A well regulated Militia, being necessary to the security of a free State, the right of the people to keep and bear Arms, shall not be infringed.  [emphasis added]


Keeping arms is "the right of the people" (not of legal persons).  "Thank goodness," we might say: imagine entering a corporate headquarters - a high rise, say, on Sixth Avenue in New York - and seeing everyone carrying a sidearm and finding the word "Armory" over a large steel door in the back, flanked by men with AK-47s!

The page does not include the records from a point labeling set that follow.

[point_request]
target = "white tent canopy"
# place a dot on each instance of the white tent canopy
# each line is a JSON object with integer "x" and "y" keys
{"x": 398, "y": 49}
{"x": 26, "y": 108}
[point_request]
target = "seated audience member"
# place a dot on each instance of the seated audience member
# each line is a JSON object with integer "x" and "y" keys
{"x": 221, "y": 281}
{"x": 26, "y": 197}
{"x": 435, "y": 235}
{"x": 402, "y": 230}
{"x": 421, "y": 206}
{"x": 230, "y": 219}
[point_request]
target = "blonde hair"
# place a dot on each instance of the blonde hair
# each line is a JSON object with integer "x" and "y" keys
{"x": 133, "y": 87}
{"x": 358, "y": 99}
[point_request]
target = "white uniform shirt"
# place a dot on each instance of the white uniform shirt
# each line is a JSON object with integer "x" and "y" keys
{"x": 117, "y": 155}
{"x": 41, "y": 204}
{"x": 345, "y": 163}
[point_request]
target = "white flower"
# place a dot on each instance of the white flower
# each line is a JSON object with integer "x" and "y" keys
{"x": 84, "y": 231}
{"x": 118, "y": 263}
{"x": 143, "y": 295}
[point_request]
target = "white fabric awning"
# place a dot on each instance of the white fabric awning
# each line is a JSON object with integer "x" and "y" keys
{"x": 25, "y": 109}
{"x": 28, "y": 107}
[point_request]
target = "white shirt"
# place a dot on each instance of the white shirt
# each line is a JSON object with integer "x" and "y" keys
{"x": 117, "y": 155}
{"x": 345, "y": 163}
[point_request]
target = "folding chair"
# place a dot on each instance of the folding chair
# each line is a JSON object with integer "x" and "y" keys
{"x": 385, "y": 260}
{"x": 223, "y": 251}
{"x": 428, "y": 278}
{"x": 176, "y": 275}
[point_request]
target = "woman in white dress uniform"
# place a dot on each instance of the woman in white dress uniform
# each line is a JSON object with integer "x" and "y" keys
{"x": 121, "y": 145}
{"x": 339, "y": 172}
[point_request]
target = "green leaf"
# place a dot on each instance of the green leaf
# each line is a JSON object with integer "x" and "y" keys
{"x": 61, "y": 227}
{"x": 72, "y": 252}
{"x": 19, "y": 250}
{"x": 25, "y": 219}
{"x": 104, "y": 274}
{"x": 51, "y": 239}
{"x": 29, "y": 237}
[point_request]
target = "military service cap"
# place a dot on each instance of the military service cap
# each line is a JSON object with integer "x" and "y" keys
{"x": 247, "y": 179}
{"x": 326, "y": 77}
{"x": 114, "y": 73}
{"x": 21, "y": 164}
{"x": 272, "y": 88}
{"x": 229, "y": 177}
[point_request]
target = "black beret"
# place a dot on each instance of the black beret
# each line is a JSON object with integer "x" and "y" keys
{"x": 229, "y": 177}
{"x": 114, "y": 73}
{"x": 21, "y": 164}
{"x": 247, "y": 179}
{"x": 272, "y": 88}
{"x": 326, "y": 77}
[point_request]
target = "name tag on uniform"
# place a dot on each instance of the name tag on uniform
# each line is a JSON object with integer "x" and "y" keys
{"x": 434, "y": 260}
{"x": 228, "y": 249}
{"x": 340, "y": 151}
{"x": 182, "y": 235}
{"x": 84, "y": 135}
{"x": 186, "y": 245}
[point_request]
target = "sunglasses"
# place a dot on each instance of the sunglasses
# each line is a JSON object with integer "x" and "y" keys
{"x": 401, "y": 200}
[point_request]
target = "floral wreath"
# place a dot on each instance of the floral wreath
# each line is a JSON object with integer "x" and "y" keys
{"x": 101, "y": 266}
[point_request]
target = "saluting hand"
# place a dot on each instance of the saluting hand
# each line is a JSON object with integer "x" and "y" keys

Other provisions of rights in the Constitution, on the other hand, are stated in the passive voice, leaving it unclear whether these rights are granted exclusively to human individuals or also to "legal persons." 


This is the case with what we call the right of free speech:


Congress shall make no law ... abridging the freedom of speech... .


Although it may seen clear to many of us that only human individuals can literally speak, this section of the first amendment does not say explicitly whose speech may not be "abridged," as the following phrase later in the same amendment does:


Congress shall make no law ... abridging ... the right of the people peaceably to assemble, and to petition the Government for a redress of grievances.  [emphasis added]


State legislatures or the President and  the houses of the federal government are not prohibited by the Constitution (or anything else) from passing laws saying explicitly that certain "legal persons" do not have this right.


So, unless we want to grant corporations the right to vote - by using their resources to guarantee the election of only those who will do their bidding - then, we should push our representatives to pass a federal law saying that the Constitution's guarantee of freedom of speech applies not to "legal persons" but only to human individuals.  Or is common sense no longer useful to the common good?